How big will my puppy get?

Whether you are shopping for a pet door or just wondering, it’s a common to question: how big will my puppy get as it becomes fully grown? While not an exact science, there are a few different ways to project it reasonably well:

  1. Weigh your puppy
  2. On puppychart.com pick the breed (approximate is ok)
  3. Pick your dog’s birthday (approximate is ok)
  4. Enter the date and weight from the last time you weighed your dog
  5. See the projected adult weight posted.

Alternative options:

  • Look at your dog’s parents or adult siblings
  • For mixed breeds, you can average out each breed to get an idea

One such tool is on the free website PuppyChart.com. PuppyChart  takes your dog’s weight and projects how much their adult weight will be using historical data. We’ve weighed our border collie puppy Mikey frequently since getting her in July so we can look into how quickly into a dog’s life PuppyChart’s projection stabilizes.

Mikey’s Growth Results

When we first took Mikey home, she weight only 8.2 lbs in a collection of fluff and cuteness. At that age (57 days), PuppyChart thought she would be only 29.3 lbs at maturity, which is a bit on the smaller end. Remarkably, even though we weighed Mikey 26 more times her PuppyChart projection remained largely consistent, fluctuating around between 28.9 and 33.6 lbs and usually in the 31-32 range as shown in red in the graph below.

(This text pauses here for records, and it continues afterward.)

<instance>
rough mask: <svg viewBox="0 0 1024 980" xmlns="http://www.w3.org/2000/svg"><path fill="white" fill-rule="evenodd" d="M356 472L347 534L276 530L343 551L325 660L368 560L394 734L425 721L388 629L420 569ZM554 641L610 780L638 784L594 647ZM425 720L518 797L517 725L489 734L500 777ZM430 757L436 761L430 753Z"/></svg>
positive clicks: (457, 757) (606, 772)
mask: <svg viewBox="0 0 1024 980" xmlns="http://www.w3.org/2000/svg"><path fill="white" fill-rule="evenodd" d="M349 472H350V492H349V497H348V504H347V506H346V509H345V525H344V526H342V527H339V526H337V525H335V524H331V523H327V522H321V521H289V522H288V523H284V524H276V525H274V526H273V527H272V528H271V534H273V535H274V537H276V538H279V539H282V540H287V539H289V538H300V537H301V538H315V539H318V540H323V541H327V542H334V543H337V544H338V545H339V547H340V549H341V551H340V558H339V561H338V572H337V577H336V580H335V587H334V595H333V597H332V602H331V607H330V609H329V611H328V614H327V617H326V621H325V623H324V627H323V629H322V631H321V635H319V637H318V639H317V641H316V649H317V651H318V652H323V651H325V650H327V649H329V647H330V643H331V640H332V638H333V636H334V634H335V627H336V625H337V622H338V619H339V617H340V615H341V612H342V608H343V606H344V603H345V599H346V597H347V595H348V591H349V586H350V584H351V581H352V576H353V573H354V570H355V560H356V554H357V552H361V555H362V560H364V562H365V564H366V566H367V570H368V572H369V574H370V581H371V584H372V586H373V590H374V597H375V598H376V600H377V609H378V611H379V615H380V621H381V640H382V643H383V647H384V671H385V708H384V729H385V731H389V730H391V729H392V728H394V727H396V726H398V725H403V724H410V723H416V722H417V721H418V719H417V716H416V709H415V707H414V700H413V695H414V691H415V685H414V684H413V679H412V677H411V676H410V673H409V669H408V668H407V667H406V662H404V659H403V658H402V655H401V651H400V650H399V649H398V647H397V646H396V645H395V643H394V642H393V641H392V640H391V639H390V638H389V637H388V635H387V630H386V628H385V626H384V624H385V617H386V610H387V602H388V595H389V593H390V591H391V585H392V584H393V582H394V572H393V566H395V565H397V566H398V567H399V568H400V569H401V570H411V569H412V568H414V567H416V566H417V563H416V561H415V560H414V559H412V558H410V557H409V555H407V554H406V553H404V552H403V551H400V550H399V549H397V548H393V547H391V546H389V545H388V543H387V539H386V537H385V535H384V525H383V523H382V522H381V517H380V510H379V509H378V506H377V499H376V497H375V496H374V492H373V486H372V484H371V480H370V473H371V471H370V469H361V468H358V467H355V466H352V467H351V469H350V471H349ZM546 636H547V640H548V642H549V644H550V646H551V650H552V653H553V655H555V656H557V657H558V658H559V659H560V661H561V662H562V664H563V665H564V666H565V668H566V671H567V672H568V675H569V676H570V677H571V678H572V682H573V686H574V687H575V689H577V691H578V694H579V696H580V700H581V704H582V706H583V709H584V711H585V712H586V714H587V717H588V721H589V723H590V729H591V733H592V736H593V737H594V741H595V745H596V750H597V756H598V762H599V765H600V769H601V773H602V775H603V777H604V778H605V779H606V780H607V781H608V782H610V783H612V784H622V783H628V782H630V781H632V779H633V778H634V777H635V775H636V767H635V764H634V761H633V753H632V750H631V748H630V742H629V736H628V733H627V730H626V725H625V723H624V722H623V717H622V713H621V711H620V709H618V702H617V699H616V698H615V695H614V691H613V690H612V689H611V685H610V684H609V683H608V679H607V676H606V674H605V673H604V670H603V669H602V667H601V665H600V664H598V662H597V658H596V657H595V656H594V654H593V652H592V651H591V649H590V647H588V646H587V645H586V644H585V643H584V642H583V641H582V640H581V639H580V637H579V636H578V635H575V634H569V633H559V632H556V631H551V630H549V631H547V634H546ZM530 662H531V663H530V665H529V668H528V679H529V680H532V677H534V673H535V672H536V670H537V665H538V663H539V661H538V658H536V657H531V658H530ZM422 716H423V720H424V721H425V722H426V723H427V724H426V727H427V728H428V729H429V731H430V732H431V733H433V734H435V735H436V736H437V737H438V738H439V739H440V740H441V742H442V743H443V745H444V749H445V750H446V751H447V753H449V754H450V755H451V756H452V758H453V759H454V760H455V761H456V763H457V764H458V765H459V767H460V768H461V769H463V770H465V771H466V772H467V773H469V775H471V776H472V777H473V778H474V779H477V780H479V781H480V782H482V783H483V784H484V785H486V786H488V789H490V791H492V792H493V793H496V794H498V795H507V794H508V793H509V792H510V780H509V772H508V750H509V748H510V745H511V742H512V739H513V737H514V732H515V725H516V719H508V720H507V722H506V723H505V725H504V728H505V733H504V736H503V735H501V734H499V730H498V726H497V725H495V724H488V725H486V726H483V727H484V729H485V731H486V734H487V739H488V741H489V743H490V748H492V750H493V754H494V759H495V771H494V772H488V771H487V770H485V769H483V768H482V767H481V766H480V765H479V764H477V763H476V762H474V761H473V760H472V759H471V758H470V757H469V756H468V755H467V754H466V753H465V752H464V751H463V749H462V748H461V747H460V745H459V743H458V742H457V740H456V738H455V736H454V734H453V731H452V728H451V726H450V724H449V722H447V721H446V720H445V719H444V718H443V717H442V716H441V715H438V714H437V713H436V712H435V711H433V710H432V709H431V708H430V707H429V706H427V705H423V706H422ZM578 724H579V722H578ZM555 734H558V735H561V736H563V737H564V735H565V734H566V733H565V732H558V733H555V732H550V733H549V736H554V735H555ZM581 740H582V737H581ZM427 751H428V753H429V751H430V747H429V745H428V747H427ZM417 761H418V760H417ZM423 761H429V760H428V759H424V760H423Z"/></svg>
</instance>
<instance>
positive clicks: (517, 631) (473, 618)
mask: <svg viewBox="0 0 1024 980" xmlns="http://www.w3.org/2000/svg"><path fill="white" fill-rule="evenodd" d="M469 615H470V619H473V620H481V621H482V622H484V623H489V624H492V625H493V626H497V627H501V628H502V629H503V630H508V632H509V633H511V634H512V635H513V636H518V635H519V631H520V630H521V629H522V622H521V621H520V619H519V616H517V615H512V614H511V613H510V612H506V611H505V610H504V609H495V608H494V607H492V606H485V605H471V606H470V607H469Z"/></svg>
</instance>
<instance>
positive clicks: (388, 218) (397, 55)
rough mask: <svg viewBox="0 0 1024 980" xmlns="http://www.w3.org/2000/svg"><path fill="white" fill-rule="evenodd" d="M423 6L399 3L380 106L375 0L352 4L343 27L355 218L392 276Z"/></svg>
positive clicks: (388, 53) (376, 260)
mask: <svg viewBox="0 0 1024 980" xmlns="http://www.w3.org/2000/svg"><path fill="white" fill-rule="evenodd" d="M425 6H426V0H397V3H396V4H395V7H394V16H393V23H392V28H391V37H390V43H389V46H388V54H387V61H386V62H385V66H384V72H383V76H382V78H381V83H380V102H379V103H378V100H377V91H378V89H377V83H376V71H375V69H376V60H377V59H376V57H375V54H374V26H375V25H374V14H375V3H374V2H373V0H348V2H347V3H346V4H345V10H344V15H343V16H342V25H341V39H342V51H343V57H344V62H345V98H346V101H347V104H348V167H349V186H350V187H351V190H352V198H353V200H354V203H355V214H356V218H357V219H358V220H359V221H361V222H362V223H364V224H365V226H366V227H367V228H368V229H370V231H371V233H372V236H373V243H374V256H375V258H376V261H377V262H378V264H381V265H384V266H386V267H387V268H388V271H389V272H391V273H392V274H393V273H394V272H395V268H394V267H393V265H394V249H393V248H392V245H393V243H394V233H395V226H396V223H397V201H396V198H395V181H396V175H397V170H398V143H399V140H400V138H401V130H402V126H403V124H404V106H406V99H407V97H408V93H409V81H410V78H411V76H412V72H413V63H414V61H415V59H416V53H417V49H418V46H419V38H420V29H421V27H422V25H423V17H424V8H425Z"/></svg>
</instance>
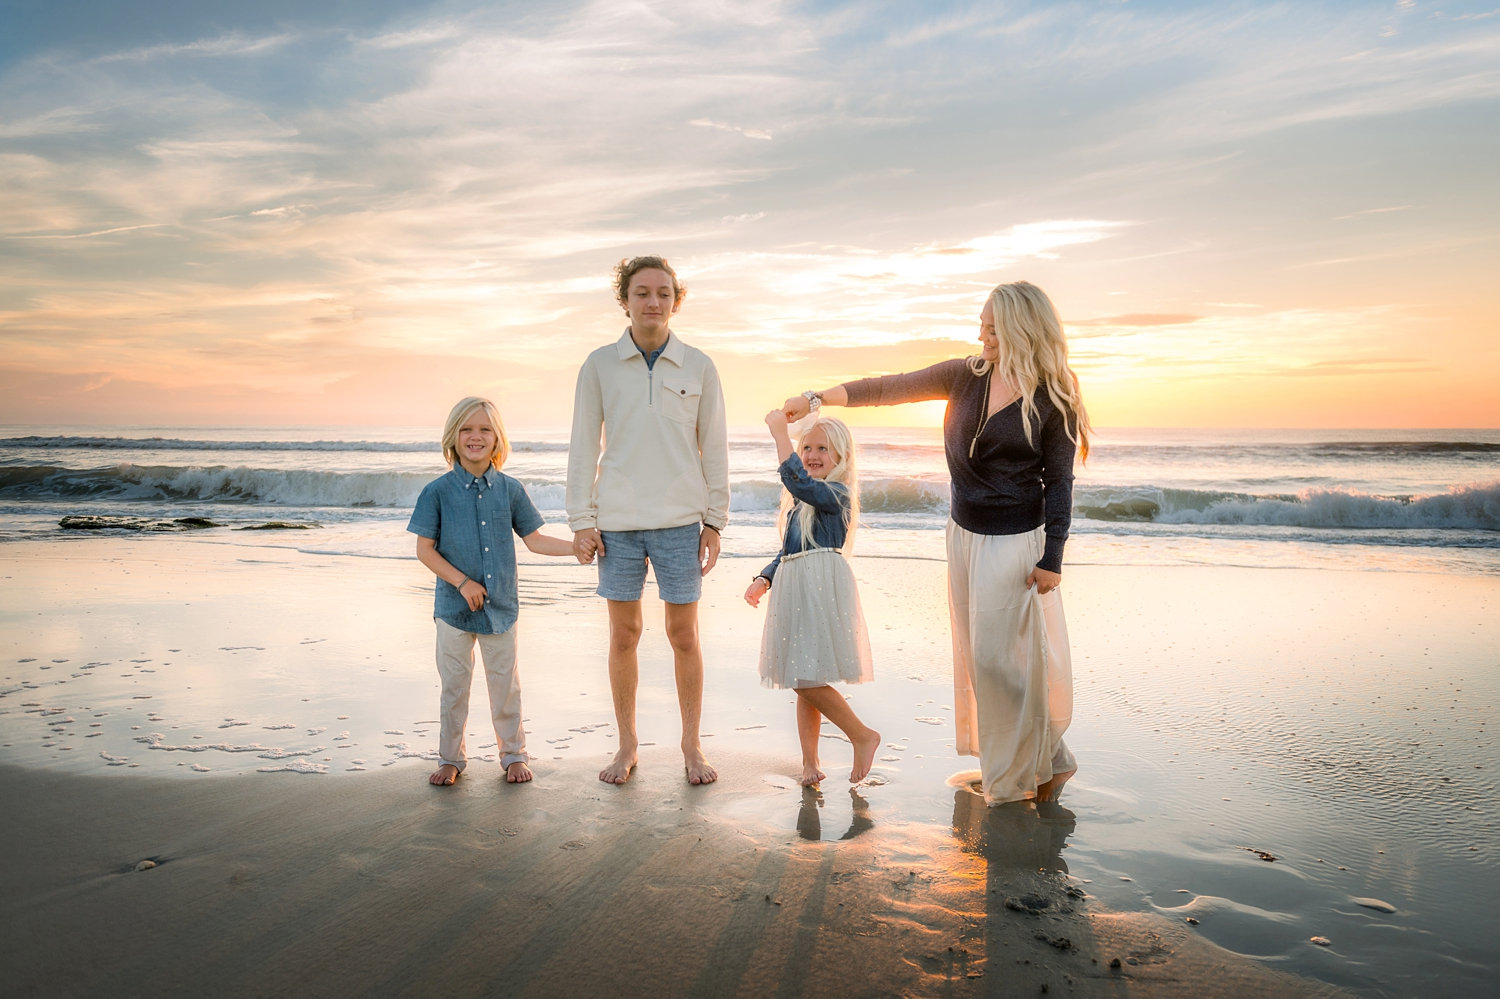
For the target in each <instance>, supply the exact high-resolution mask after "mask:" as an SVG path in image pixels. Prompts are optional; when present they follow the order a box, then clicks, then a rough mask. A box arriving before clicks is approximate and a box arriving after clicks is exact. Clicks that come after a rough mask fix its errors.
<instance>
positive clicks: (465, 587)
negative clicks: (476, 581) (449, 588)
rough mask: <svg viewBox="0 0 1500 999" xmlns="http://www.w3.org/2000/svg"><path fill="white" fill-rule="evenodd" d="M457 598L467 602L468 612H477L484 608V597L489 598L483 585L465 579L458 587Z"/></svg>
mask: <svg viewBox="0 0 1500 999" xmlns="http://www.w3.org/2000/svg"><path fill="white" fill-rule="evenodd" d="M459 595H460V597H463V598H465V600H468V604H469V610H478V609H480V607H483V606H484V597H486V595H489V591H486V589H484V586H483V583H477V582H474V580H472V579H465V580H463V585H462V586H459Z"/></svg>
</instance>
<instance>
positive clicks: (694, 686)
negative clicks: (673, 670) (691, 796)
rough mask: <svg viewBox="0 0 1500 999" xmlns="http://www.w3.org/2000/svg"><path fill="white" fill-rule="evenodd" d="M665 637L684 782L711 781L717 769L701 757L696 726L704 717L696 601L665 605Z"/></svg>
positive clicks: (702, 650)
mask: <svg viewBox="0 0 1500 999" xmlns="http://www.w3.org/2000/svg"><path fill="white" fill-rule="evenodd" d="M666 639H667V642H670V643H672V664H673V667H675V672H676V705H678V708H679V709H681V712H682V766H684V769H687V783H690V784H711V783H714V781H715V780H718V771H717V769H714V768H712V766H709V765H708V760H706V759H703V745H702V742H700V739H699V732H697V729H699V726H700V724H702V720H703V649H702V646H700V645H699V643H697V603H696V601H694V603H669V604H666Z"/></svg>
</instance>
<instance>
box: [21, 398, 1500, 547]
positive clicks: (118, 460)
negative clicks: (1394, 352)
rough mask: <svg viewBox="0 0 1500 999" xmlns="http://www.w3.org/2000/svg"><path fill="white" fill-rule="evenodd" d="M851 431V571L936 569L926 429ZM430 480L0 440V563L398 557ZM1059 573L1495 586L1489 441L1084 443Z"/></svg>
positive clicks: (944, 517) (1233, 440)
mask: <svg viewBox="0 0 1500 999" xmlns="http://www.w3.org/2000/svg"><path fill="white" fill-rule="evenodd" d="M855 434H856V440H858V447H859V453H858V459H859V481H861V502H862V519H861V531H859V535H858V543H856V549H855V555H859V556H885V558H935V559H941V558H942V556H944V538H942V528H944V523H945V519H947V511H948V474H947V468H945V465H944V455H942V441H941V435H939V431H938V429H932V428H856V429H855ZM511 447H513V453H511V459H510V462H508V463H507V466H505V471H507V472H508V474H511V475H514V477H516V478H519V480H520V481H522V483H523V484H525V486H526V490H528V493H529V495H531V498H532V501H534V502H535V504H537V507H538V510H541V513H543V516H544V517H546V519H547V523H549V525H552V526H550V532H555V534H559V535H564V537H565V535H567V529H565V516H564V508H562V502H564V478H565V468H567V432H565V431H561V429H559V431H549V432H520V434H513V437H511ZM729 453H730V493H732V499H730V526H729V531H726V535H724V555H726V556H745V558H759V556H762V555H768V553H769V552H772V550H774V549H775V529H774V520H775V510H777V502H778V492H780V484H778V481H777V478H775V456H774V450H772V446H771V441H769V437H768V435H766V434H765V431H763V429H736V431H732V432H730V441H729ZM443 469H444V465H443V459H441V455H440V452H438V444H437V434H435V431H434V428H383V429H378V431H368V429H366V431H351V429H350V428H102V426H99V428H62V426H0V544H3V543H5V541H17V540H37V538H55V540H68V538H74V537H84V535H92V534H98V532H113V534H123V532H129V534H142V532H144V534H150V532H192V534H193V535H196V537H201V538H204V540H214V541H217V543H226V544H237V546H246V547H264V546H278V547H288V546H290V547H297V549H302V550H308V552H318V553H333V555H356V556H372V558H413V556H414V549H413V541H411V537H410V535H408V534H407V532H405V522H407V516H408V513H410V510H411V504H413V502H414V499H416V496H417V492H419V490H420V489H422V486H423V484H425V483H426V481H429V480H431V478H434V477H435V475H438V474H441V472H443ZM522 555H523V556H525V552H522ZM1068 562H1071V564H1154V565H1155V564H1160V565H1175V564H1196V565H1199V564H1211V565H1247V567H1316V565H1328V567H1340V568H1370V570H1401V571H1434V573H1443V571H1460V573H1479V574H1500V431H1410V429H1407V431H1217V429H1215V431H1202V429H1191V431H1188V429H1116V431H1109V429H1106V431H1100V432H1098V434H1097V435H1095V441H1094V452H1092V455H1091V458H1089V462H1088V465H1086V466H1082V468H1079V475H1077V481H1076V486H1074V520H1073V537H1071V540H1070V544H1068Z"/></svg>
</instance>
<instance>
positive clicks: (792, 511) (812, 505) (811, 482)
mask: <svg viewBox="0 0 1500 999" xmlns="http://www.w3.org/2000/svg"><path fill="white" fill-rule="evenodd" d="M777 471H778V472H781V484H783V486H786V490H787V492H789V493H792V498H793V499H796V502H793V504H792V508H790V510H787V511H786V532H784V534H783V537H781V550H780V552H777V553H775V558H774V559H772V561H771V564H769V565H766V567H765V568H762V570H760V574H762V576H765V577H766V579H768V580H775V570H777V568H780V567H781V558H783V556H784V555H790V553H793V552H799V550H802V549H804V547H808V549H810V547H840V546H843V543H844V538H846V537H849V486H846V484H843V483H841V481H823V480H822V478H813V477H811V475H808V474H807V469H805V468H804V466H802V459H801V458H798V456H796V455H790V456H787V459H786V460H784V462H781V466H780V468H778V469H777ZM804 502H805V504H807V505H810V507H811V508H813V510H816V511H817V513H816V514H813V537H811V538H810V540H808V541H807V543H805V544H804V543H802V528H801V526H799V522H798V517H796V510H798V507H801V505H802V504H804Z"/></svg>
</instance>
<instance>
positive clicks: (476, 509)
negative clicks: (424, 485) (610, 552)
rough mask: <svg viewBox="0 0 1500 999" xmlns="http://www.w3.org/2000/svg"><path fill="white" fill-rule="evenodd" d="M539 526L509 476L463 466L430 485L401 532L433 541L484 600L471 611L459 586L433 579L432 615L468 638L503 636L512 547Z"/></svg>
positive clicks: (510, 572) (417, 504)
mask: <svg viewBox="0 0 1500 999" xmlns="http://www.w3.org/2000/svg"><path fill="white" fill-rule="evenodd" d="M543 523H544V520H543V519H541V514H540V513H537V508H535V505H532V502H531V498H529V496H526V489H525V486H522V484H520V483H519V481H516V480H514V478H511V477H510V475H507V474H504V472H501V471H498V469H495V468H489V469H487V471H486V472H484V474H483V475H478V477H475V475H471V474H469V472H466V471H465V469H463V466H462V465H455V466H453V469H452V471H450V472H447V474H446V475H440V477H438V478H434V480H432V481H429V483H428V484H426V486H425V487H423V490H422V495H420V496H417V505H416V508H414V510H413V511H411V520H410V522H408V523H407V529H408V531H411V532H413V534H419V535H422V537H428V538H432V540H434V541H435V543H437V549H438V555H441V556H443V558H446V559H449V562H452V564H453V567H455V568H458V570H459V571H460V573H463V574H465V576H468V577H469V579H472V580H474V582H477V583H483V586H484V591H486V594H487V595H486V597H484V604H483V606H481V607H480V609H478V610H469V607H468V600H465V598H463V595H462V594H459V591H458V586H455V585H453V583H450V582H447V580H446V579H438V591H437V597H435V603H434V610H432V616H435V618H438V619H440V621H444V622H446V624H452V625H453V627H456V628H459V630H460V631H469V633H472V634H502V633H505V631H508V630H510V628H511V627H514V624H516V616H517V613H519V612H520V600H519V597H517V594H516V544H514V541H513V540H511V538H510V534H511V531H514V534H516V537H526V535H528V534H531V532H532V531H535V529H537V528H540V526H541V525H543Z"/></svg>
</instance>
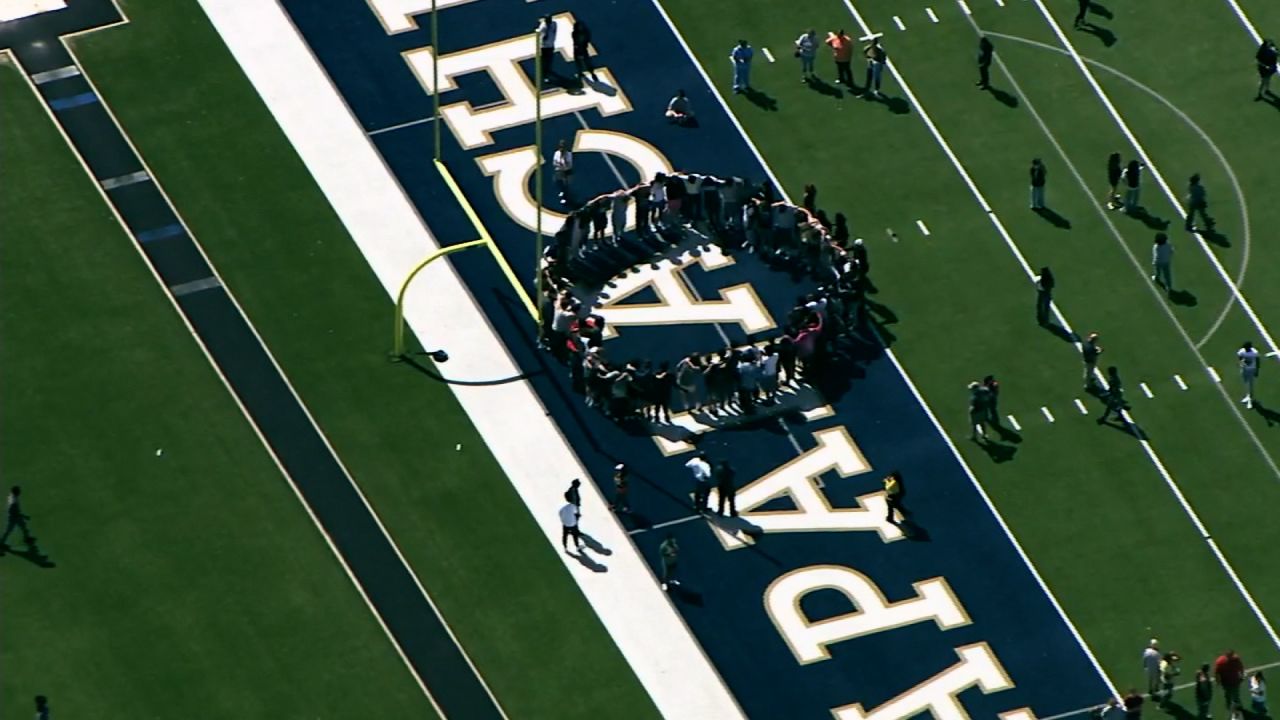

If you have a puppy, estimating their size can be difficult. Here is how we guessed Mikey's size for her pet door

Mikey’s still only a little over 5 months and still has some more growing to do, but so far it really looks like she’s headed to become about 32 lbs. The PuppyChart projection means that even at only 8 weeks, you can get a pretty good idea of how big your dog will grow. What a great way to answer that how big will my puppy get question!

Actual and projected weight growth of Mikey the Border Collie showing her growth approaching expected weight

If your dog is a mix, the question of how big will my puppy be can get more complicated.  You could probably average the projections based on each component to get an idea. Another fun thing you could do with rescues is to work backwards to figure your dog’s actual birthday. If you rescued a dog that was only 20 lbs and later grew to be 65 lbs, you can work backwards to extrapolate that your puppy was about 11 weeks when you got her!

Mixed breeds can be hard to measure so we suggest averaging projections based on their breed!